Tales from the Crypto

         Alun Jones (Security MVP Reconnect) writes about security, cryptography, SSL, PKI, and pretty much anything else that bothers him enough.

November 3, 2006

Changing passwords on a service, part 2

Filed under: General Security @ 9:11 am

In a comment to my earlier article, Scotty (a friend of mine from the mother country) asks:

Have you looked at passgen.exe from Jesper and Steve's book which would let you set a different password per machine (great for machines in different pools of risk) as well as making sure it was complex. Good tool.

Curiously enough, that's more or less the same question that Jesper asked me when he called while I was working through this problem.

Jesper's a good friend, and I'd hate to tell him that I loaned his book out to a colleague shortly after I bought it, and that I had completely forgot about the passgen utility. Fortunately, I didn't have to, because as it turns out, there are a few things passgen doesn't do that I need, and perhaps a few that it does that I don't need.

  1. The passwords in question are for a service that runs on multiple disparate machines, but all using the same domain account. They can't be random, they must be the same across all those machines (okay, so I don't have to use the -g option).
  2. Because these services access network resources using NTLM – which uses a hash of the password to identify the account – the services must be restarted after the password is changed. Stopping and starting them in sequence across a hundred servers would be far less efficient than doing so in parallel (but could be reasonably done).

But we're starting to get into a long batch file, and generally those are not so easy to debug. It's time to head to script.

Because I'm scripting, rather than using the command line or a batch file, I can afford to add a couple of behaviours, too:

  • Log errors to a file, or to screen, depending on whether you choose to redirect.
  • Automatically enumerate all services that use an account on each named server.
  • Prompt for the password without echoing it.
  • Wait for all services to stop before re-starting them (to avoid dependency issues).
  • Learn how to use WMI in script.

[That last point – learning how to do something you've never done before – is a powerful reason in itself to do something yourself even when there's a tool already available. Otherwise, use the tools that others provide, wherever possible.]

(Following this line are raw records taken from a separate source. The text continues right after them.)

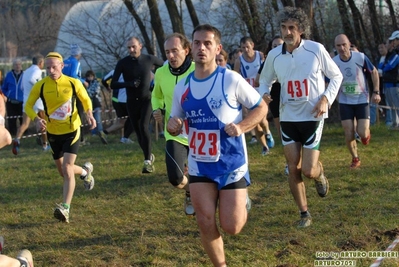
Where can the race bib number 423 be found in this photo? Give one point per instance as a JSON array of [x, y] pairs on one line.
[[204, 145]]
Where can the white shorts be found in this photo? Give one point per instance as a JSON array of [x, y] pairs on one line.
[[37, 107]]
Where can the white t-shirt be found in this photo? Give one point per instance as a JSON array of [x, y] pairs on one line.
[[302, 76]]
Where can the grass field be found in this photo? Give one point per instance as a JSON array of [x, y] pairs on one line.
[[131, 219]]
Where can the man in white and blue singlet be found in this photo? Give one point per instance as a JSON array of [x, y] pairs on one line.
[[301, 67], [353, 95], [208, 103], [248, 64]]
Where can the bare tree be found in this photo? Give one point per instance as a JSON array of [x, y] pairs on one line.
[[140, 24], [174, 15]]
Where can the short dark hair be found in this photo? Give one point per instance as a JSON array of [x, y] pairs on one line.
[[37, 59], [297, 15], [209, 28], [90, 73], [245, 39]]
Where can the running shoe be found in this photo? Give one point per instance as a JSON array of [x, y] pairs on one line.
[[15, 146], [366, 141], [321, 183], [88, 180], [286, 170], [125, 140], [253, 140], [265, 151], [188, 206], [25, 258], [61, 213], [357, 137], [355, 163], [248, 204], [1, 244], [46, 148], [270, 140], [304, 222], [103, 137], [39, 140]]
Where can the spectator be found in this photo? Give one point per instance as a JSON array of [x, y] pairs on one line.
[[13, 90], [93, 90]]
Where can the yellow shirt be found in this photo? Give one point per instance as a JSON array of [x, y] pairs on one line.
[[61, 113]]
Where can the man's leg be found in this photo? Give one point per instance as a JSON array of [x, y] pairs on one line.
[[204, 197], [350, 141], [292, 153], [44, 135]]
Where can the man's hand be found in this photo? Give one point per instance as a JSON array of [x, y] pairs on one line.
[[158, 115], [175, 124], [41, 125], [267, 98], [233, 129], [321, 107]]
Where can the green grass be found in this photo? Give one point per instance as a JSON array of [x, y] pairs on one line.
[[131, 219]]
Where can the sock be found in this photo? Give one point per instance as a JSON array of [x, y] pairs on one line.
[[305, 214], [23, 261]]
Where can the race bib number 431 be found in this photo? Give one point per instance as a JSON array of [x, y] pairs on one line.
[[204, 144], [298, 90]]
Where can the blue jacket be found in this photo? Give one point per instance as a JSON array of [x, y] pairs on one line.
[[12, 88], [72, 68]]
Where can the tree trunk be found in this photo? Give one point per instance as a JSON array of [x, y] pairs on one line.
[[140, 24], [343, 11], [192, 12], [175, 17], [249, 14], [375, 25], [392, 15], [156, 24]]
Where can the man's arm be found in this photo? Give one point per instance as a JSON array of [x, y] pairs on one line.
[[252, 119], [5, 137]]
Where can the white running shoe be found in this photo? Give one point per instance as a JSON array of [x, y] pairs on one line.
[[61, 213], [125, 140], [25, 258], [1, 244], [88, 180]]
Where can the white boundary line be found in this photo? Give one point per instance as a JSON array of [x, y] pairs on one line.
[[378, 261]]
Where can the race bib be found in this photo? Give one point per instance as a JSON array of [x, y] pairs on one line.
[[351, 88], [297, 90], [63, 112], [204, 145]]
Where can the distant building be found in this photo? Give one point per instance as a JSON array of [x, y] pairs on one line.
[[101, 28]]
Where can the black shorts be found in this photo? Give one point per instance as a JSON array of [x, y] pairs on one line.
[[64, 143], [358, 111], [120, 109], [308, 133], [242, 183], [274, 106]]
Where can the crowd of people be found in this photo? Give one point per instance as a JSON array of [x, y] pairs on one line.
[[207, 101]]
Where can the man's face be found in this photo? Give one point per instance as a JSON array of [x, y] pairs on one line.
[[342, 46], [276, 42], [134, 48], [221, 61], [17, 66], [54, 68], [382, 49], [290, 33], [247, 48], [205, 48], [175, 53]]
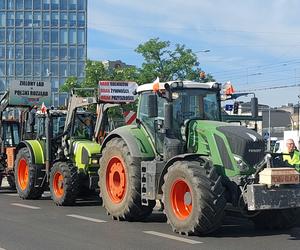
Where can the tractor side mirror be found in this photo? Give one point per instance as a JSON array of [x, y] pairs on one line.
[[152, 106], [254, 107]]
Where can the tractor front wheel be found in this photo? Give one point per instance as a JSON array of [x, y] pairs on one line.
[[25, 175], [64, 183], [193, 197], [120, 183]]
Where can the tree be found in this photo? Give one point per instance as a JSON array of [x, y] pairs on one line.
[[160, 61], [70, 83]]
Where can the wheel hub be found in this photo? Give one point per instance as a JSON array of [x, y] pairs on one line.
[[181, 199], [116, 180]]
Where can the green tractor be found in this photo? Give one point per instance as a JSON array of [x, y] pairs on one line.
[[181, 153], [62, 157]]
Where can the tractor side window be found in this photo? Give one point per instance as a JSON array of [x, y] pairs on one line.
[[16, 134]]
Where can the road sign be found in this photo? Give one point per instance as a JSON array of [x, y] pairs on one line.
[[229, 107]]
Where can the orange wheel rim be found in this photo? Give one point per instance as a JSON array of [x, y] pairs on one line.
[[181, 199], [58, 185], [116, 180], [23, 173]]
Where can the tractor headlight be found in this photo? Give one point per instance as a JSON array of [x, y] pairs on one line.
[[241, 164], [95, 161]]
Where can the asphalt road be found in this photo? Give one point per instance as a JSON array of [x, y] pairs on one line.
[[41, 225]]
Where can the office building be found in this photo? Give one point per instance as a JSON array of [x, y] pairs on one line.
[[42, 40]]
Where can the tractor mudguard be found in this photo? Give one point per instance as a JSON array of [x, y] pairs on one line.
[[137, 140], [35, 150], [181, 157]]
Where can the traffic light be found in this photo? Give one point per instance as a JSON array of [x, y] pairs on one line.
[[236, 107]]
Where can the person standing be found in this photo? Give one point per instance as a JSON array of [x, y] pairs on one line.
[[292, 155]]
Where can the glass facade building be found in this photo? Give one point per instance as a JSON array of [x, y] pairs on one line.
[[42, 40]]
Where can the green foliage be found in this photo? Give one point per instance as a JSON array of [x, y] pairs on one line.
[[160, 61]]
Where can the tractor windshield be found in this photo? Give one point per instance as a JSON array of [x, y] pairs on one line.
[[195, 103]]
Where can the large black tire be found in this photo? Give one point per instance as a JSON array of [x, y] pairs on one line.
[[11, 181], [64, 183], [26, 186], [126, 205], [277, 219], [193, 197]]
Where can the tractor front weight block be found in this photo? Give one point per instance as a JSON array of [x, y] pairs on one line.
[[261, 197]]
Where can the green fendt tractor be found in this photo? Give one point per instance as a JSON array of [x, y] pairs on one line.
[[180, 152]]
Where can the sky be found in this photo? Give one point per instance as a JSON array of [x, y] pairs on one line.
[[254, 44]]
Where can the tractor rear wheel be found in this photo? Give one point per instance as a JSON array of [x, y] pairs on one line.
[[276, 219], [193, 197], [64, 183], [120, 183], [25, 175]]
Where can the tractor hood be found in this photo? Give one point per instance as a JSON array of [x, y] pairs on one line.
[[225, 142]]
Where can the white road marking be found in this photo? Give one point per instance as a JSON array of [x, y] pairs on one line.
[[14, 194], [23, 205], [85, 218], [172, 237]]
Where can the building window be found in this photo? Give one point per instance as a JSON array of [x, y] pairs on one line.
[[10, 4], [46, 36], [37, 36], [28, 68], [54, 19], [19, 19], [37, 69], [19, 36], [80, 20], [54, 36], [36, 52], [2, 4], [63, 19], [28, 35], [37, 4], [10, 68], [2, 19], [54, 53], [80, 69], [72, 36], [10, 52], [54, 69], [28, 19], [10, 35], [2, 69], [81, 36], [46, 19], [72, 4], [63, 69], [72, 53], [63, 53], [45, 52], [10, 19], [63, 5], [28, 4], [72, 19], [63, 36], [73, 69], [2, 35], [2, 52], [28, 52], [81, 4], [46, 4], [19, 52], [54, 4], [19, 68], [37, 18], [19, 5]]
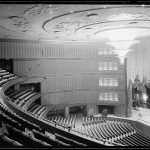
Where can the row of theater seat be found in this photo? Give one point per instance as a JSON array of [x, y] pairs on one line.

The attached script, svcpwchange.vbs, is what I have produced after a week's playing around. Let me know what you think.

As with the advisories in Jesper's Passgen tool, the stop and restart won't work properly for services that run in a shared process. The tool also won't restart services that are dependent on the service whose password you are changing – unless they use the same password. One other thing that passgen does that my script doesn't, is to actually change the password on the account itself – you'll need to do that before you run this script! [Exercise for the reader – add the code to set the password.]

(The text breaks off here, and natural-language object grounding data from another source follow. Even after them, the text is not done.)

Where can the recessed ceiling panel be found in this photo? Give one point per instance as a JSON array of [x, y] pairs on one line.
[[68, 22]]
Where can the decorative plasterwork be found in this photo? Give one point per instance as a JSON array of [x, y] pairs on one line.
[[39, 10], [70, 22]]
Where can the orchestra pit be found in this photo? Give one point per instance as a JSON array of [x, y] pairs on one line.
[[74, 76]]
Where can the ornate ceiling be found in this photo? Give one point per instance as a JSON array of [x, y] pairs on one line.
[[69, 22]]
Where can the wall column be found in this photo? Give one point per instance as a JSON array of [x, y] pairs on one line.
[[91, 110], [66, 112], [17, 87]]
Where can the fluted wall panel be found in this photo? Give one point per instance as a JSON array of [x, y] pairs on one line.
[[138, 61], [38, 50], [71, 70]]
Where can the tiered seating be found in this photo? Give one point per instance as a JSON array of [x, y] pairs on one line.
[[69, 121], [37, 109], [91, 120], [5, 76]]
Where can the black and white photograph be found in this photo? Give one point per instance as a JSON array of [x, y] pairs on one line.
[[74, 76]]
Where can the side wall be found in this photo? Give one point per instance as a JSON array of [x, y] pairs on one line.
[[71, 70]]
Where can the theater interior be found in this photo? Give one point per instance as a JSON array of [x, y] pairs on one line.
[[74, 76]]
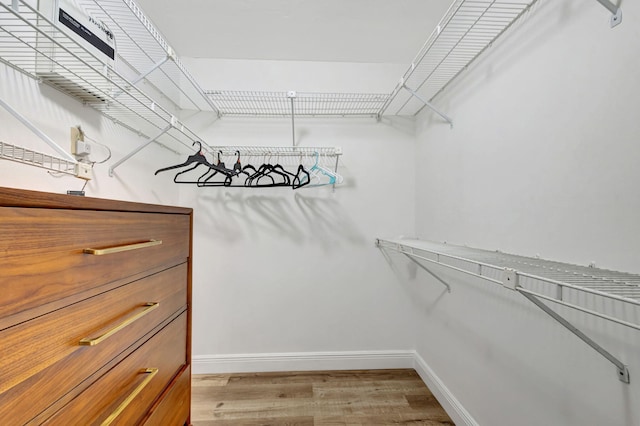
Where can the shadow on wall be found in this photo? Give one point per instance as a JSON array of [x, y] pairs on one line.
[[233, 216]]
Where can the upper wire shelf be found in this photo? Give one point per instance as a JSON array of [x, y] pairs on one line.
[[34, 158], [467, 29], [33, 45], [299, 104], [142, 49], [610, 295], [560, 280]]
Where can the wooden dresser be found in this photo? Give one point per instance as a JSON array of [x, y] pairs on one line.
[[95, 317]]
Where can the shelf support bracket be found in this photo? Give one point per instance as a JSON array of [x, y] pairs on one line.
[[292, 95], [409, 256], [623, 371], [144, 75], [429, 104], [616, 16], [138, 149], [38, 132]]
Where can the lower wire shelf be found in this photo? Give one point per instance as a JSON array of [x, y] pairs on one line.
[[578, 287]]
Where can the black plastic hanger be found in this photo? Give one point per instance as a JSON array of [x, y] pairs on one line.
[[198, 158]]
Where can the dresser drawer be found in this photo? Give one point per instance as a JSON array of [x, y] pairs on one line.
[[52, 354], [126, 393], [44, 254], [173, 409]]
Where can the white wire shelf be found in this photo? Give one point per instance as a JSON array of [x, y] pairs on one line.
[[610, 295], [31, 44], [142, 49], [280, 151], [299, 104], [467, 29], [35, 158]]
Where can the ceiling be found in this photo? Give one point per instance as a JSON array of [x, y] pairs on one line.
[[365, 31]]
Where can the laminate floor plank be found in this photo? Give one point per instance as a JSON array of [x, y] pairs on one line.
[[322, 398]]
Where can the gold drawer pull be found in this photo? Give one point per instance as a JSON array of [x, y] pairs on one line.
[[151, 373], [118, 249], [87, 341]]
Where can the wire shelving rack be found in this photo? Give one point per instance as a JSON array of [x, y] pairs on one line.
[[467, 29], [141, 47], [34, 158], [33, 45], [299, 104], [610, 295]]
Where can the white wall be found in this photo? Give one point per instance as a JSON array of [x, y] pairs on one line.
[[278, 272], [542, 160], [54, 114]]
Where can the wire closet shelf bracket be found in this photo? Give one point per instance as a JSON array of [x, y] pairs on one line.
[[33, 45], [467, 29], [581, 288]]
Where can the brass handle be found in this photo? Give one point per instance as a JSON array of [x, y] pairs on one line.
[[123, 405], [87, 341], [118, 249]]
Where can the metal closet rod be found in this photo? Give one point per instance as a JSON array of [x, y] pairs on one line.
[[511, 280], [277, 150]]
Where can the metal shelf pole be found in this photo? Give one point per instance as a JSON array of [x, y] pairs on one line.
[[429, 104], [616, 17], [138, 149], [611, 285], [623, 371]]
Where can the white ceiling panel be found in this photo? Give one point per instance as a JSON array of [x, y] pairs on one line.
[[369, 31]]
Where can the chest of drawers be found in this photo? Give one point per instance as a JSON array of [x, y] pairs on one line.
[[95, 318]]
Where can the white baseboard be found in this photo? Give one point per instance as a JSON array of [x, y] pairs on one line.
[[353, 360], [303, 361], [449, 402]]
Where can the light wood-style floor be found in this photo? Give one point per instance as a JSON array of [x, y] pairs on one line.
[[345, 398]]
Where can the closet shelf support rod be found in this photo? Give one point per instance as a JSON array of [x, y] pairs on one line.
[[292, 95], [145, 74], [429, 104], [138, 149], [511, 281], [623, 371], [38, 132], [616, 18]]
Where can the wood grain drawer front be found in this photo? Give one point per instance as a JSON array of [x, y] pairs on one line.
[[44, 358], [129, 389], [174, 408], [42, 252]]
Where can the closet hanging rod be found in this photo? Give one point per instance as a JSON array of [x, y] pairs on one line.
[[500, 268], [282, 151]]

  1.   Scotty — November 3, 2006 @ 1:01 pm    Reply

    Opens, copies, starts Primal Script and paste. >400 lines returns to making pizza and for a quieter point in the day when two year old has been fed. Looks interesting from a quick once over.

  2.   Scottty — November 8, 2006 @ 9:07 am    Reply

    Seems to work fine in some testing I did on a test domain but then I expected it to work.

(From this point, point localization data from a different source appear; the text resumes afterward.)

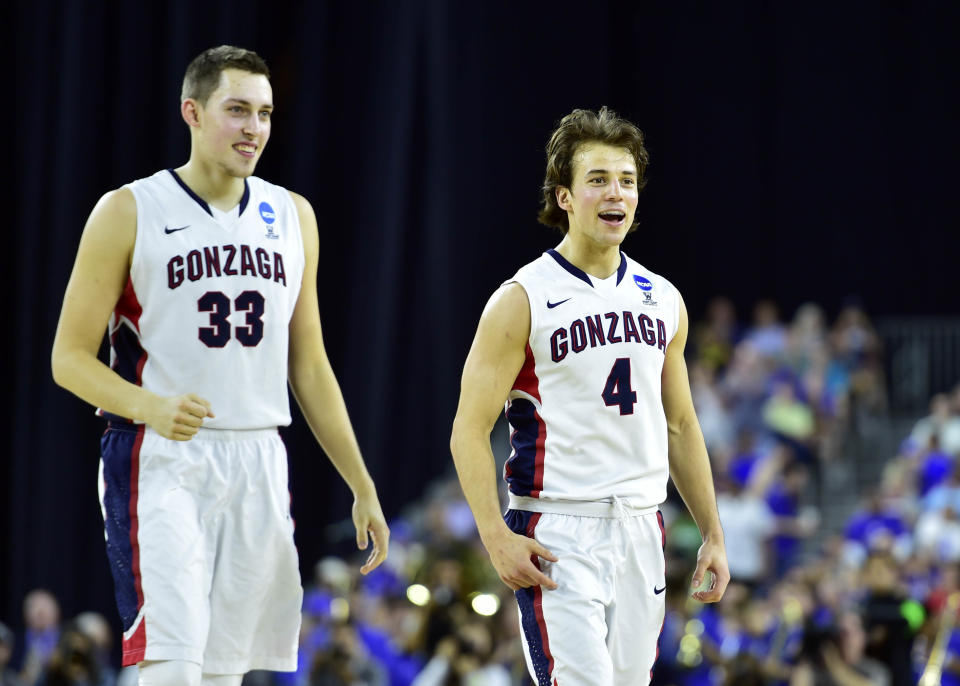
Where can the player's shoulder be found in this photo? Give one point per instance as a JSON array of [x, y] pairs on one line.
[[537, 268], [118, 205]]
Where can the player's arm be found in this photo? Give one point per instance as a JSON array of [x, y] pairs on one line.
[[317, 392], [99, 276], [495, 359], [690, 465]]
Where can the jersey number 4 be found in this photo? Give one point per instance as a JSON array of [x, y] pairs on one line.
[[219, 332], [618, 390]]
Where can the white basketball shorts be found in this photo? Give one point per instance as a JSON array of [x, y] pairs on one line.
[[200, 544], [601, 626]]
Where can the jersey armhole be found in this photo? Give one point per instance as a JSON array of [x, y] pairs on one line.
[[533, 314], [135, 252]]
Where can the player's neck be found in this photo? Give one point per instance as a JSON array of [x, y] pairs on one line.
[[596, 260], [215, 186]]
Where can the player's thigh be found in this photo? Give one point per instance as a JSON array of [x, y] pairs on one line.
[[564, 630], [173, 551], [168, 673], [256, 594], [635, 618]]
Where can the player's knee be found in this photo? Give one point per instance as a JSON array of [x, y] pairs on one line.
[[169, 673]]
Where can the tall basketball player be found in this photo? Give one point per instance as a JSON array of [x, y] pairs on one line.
[[585, 347], [207, 278]]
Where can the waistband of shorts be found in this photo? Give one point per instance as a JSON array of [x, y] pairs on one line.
[[204, 434], [613, 508]]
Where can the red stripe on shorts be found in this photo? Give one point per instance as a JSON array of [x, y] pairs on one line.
[[134, 647], [538, 597]]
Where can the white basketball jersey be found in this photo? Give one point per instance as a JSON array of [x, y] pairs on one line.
[[585, 410], [208, 304]]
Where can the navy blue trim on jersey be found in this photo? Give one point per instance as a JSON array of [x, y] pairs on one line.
[[522, 465], [200, 201], [576, 271], [117, 446], [518, 522], [245, 198], [582, 275]]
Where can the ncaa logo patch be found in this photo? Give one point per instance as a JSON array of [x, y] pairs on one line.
[[268, 215]]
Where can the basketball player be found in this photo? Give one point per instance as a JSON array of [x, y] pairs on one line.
[[207, 276], [585, 346]]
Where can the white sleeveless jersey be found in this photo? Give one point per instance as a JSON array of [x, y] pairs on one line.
[[585, 410], [208, 303]]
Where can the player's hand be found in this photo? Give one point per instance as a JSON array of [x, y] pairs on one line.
[[180, 417], [512, 557], [370, 523], [712, 557]]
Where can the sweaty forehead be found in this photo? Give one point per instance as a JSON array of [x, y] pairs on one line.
[[243, 85], [602, 156]]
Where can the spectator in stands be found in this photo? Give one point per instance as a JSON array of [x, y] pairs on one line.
[[74, 662], [7, 676], [768, 335], [464, 658], [41, 616], [345, 661], [943, 422], [877, 527], [748, 525], [889, 635], [946, 493], [794, 522]]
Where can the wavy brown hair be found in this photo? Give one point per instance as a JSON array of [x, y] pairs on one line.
[[203, 73], [576, 129]]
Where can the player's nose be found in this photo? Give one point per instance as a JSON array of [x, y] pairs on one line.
[[253, 125]]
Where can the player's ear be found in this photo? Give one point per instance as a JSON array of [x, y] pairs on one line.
[[190, 111]]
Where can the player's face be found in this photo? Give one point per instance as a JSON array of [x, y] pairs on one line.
[[235, 122], [602, 198]]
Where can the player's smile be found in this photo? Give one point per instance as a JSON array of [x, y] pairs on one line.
[[237, 115], [603, 195], [248, 150]]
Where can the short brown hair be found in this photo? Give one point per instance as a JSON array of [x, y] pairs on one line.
[[577, 128], [203, 73]]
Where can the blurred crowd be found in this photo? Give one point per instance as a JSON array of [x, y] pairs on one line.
[[870, 599]]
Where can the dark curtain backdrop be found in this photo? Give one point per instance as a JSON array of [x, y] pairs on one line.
[[799, 151]]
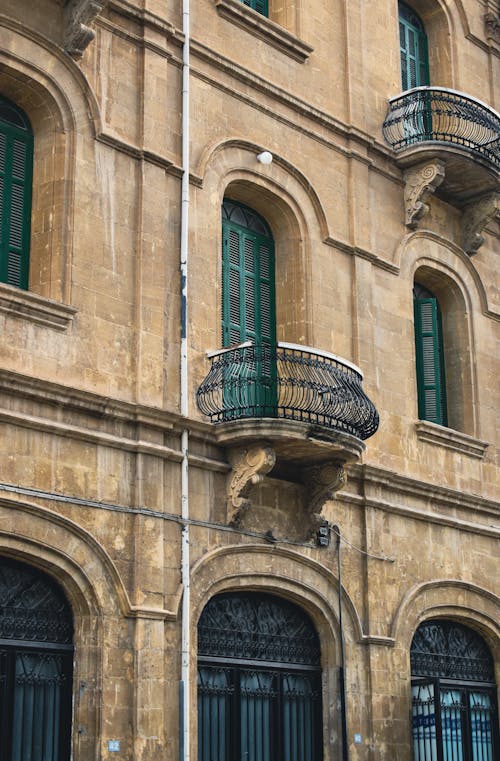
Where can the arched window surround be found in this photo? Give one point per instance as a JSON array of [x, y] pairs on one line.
[[439, 24], [259, 677], [454, 701], [36, 664], [287, 226], [457, 346]]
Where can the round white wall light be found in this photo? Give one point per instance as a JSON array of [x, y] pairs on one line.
[[265, 157]]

    Only code comment I would make is that I am not sure all the error trapping is catching all the errors it may be intended to.

    Generally I would have headed toward an Express version of Visual Studio for VB.NET or C# due to the far better error trapping and better dev environment and the free price cannot be argued either.

    Don’t get me wrong I think VBScript has been a very useful tool and JavaScript is just to painful for most ‘basic’ programmers to get to grips with. But error trapping is plain awful in VB or VBScript.

    In future PowerShell will I think be the automatic format for any script like this because of the power and reach it will have as well as industry support (wait for the launch event for some good surprises).

  3.   alunj — November 8, 2006 @ 9:53 am    Reply

    Funny you should mention that it would be better written in C++, C# or even VB.NET… I plan to do just that when I get a little time.